Le Soleil, 23 septembre 1899 — Article de Arthur Buies
ANTICOSTI — Jadis, lorsque le voyageur, en descendant le cours du grand fleuve canadien, arrivait, par un terne et triste après-midi d’automne, en vue de la première pointe de l’île d’Anticosti, qu’il savait être l’île maudite, la pourvoyeuse de naufrages, la terre inabordable et farouche où nul n’avait osé pénétrer encore, il se sentait pris invinciblement d’une sorte d’effroi mystérieux.
Les récifs étaient là, laissés à découvert par les flots et commençant déjà se couvrir d’ombres fuyantes, comme celles des trépassés errant à la recherche de leurs navires.
Pas une habitation; seul le phare, s’élevant dans une blancheur de marbre funéraire et semblant comme un signe mystérieux aux vivants que la tempête précipite, ainsi qu’aux morts auxquels elle indique la page fatale de leur destin.
Dans la brume, la longue falaise s’étend indécise, disloquées, menaçante; un épais bandeau se détache du ciel et descend si bas, si bas qu’il engloutit les faibles restes du jour; les goélands et les mouettes filent à tire d’aile en s’appelant les uns les autres; la terre est muette, frissonnante, et cependant le danger n’est nulle part; mais l’angoisse est en toutes choses, et le pauvre voyageur, qui se sent seul en présence de cette terre apparemment désolée, ferme les yeux comme s’il craignait d’y être précipité à son tour.

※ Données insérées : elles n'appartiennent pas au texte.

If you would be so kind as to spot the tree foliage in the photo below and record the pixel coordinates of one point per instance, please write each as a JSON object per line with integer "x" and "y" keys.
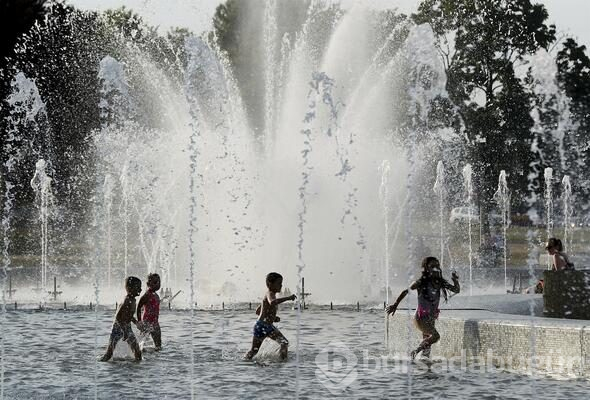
{"x": 483, "y": 44}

C’est qu’en effet cette côte, où sont venues s’abîmer tant de catastrophes, semble en avoir gardé comme de lugubres empreintes. Toute la bordure des arbres, empêchée de croitre et courbée violemment, a l’air de fuir devant les vents furieux; c’est une chevauchée épaisse, impénétrable, hurlant et se débattant comme une furie contre une autre furie.

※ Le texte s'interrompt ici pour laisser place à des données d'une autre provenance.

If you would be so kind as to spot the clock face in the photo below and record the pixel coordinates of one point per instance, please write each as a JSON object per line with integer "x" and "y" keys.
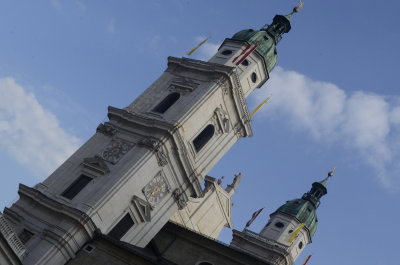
{"x": 155, "y": 190}
{"x": 115, "y": 150}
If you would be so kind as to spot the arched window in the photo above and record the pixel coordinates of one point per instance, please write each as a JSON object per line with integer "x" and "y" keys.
{"x": 201, "y": 139}
{"x": 167, "y": 102}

De temps à autre la forêt veut faire un effort pour se relever, la tempête la recourbe aussitôt. Éperdue, elle mêle ses branches, ses broussailles, tord ses troncs, les enlace, les dégage, et, dans des contorsions furieuse et suprêmes, s’abat en maint endroit et couvre le sol de membres et de débris arrachés et confondus.

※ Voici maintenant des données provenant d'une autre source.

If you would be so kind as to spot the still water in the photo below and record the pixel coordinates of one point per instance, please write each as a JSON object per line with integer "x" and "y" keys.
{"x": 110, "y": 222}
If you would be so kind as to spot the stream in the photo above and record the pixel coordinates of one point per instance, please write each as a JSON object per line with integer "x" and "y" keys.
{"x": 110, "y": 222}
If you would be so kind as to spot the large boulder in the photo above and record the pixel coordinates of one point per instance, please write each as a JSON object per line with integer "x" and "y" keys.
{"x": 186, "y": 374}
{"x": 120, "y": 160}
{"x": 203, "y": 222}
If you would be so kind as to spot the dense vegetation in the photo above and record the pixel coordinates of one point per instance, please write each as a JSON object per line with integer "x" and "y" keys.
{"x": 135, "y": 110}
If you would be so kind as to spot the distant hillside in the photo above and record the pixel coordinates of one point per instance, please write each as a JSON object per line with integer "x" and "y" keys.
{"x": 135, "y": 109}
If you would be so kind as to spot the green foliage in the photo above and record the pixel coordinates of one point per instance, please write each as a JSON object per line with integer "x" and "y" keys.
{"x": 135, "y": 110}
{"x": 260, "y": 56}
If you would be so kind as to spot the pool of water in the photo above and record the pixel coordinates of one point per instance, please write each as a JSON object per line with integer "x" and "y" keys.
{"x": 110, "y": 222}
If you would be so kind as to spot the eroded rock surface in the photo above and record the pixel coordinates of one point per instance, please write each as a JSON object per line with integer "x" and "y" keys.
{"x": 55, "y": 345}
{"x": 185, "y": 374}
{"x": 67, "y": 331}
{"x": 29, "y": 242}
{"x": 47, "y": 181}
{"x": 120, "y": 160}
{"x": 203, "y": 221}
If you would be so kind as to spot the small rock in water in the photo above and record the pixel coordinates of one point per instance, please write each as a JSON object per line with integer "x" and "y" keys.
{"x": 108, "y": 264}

Et cette lutte entre la forêt et la tempête a été éternelle.
La force d’en haut a été victorieuse de celle d’en bas. Un immense coup de vent parti du fond des antres du nord-ouest est tombé sur les arbres comme une cataracte qui couvrirait le ciel, puis un deuxième, puis un troisième, jusqu’à ce que les accumulations de débris de forêts aient formé, jusque sur le rivage, un sol d’une fertilité intense qui, après avoir si longtemps reçu la mort, va désormais distribuer la vie aux générations qui se presseront les unes les autres sur un sol conquis contre la légende, le mystère et la terreur.
Cette légende, on la conçoit aujourd’hui et on l’explique aisément. Un nom avait suffi pour la créer, de nombreux naufrages, l’avaient accrédité, l’ignorance l’avait épaissie, et de là une terreur enfantine que grossissaient toute espèce de récits, et surtout le passage près des côtes anticostiennes par des temps brumeux ou des soirs chargés de fantômes.
Que savait-on d’Anticosti? En parlait-on jamais autrement qu’en associant son nom au souvenir des sorcelleries de Gamache?
Se la figurait-on autrement qu’entourée d’un éternel et homicide brouillard?
Et son histoire, qu’était-elle? Quelques souvenirs lointains, aux trois quarts effacés, noyés aussi eux dans la brume, l’inévitable, la fatale brume.
Elle n’apparaissait qu’à la lueur des sinistres et aux cris des victimes qui jetaient dans les naufrages leurs appels désespérés et sourds.
Ses rivages n’étaient que des cimetières de marins et l’intérieur de ses terres était couvert de bois tellement denses, tellement touffus, entremêlés de broussailles tellement impénétrables que le mystère y avait trouvé un empire tout fait, singulièrement propre aux fantaisies d’Hoffmann ou aux imaginations terrifiantes d’Edgar Poe.
Les ours pullulent dans ces retraites profondes. Comment y sont arrivés? Ici la légende est muette.
Probablement sont-ils venus du continent sur les glaces, mieux avisés que nous qui n’avons pu trouver encore le secret de traverser en hiver de la côte nord, sur l’île, pourtant à une distance seulement d’une trentaine de milles, entre les deux points les plus rapprochés.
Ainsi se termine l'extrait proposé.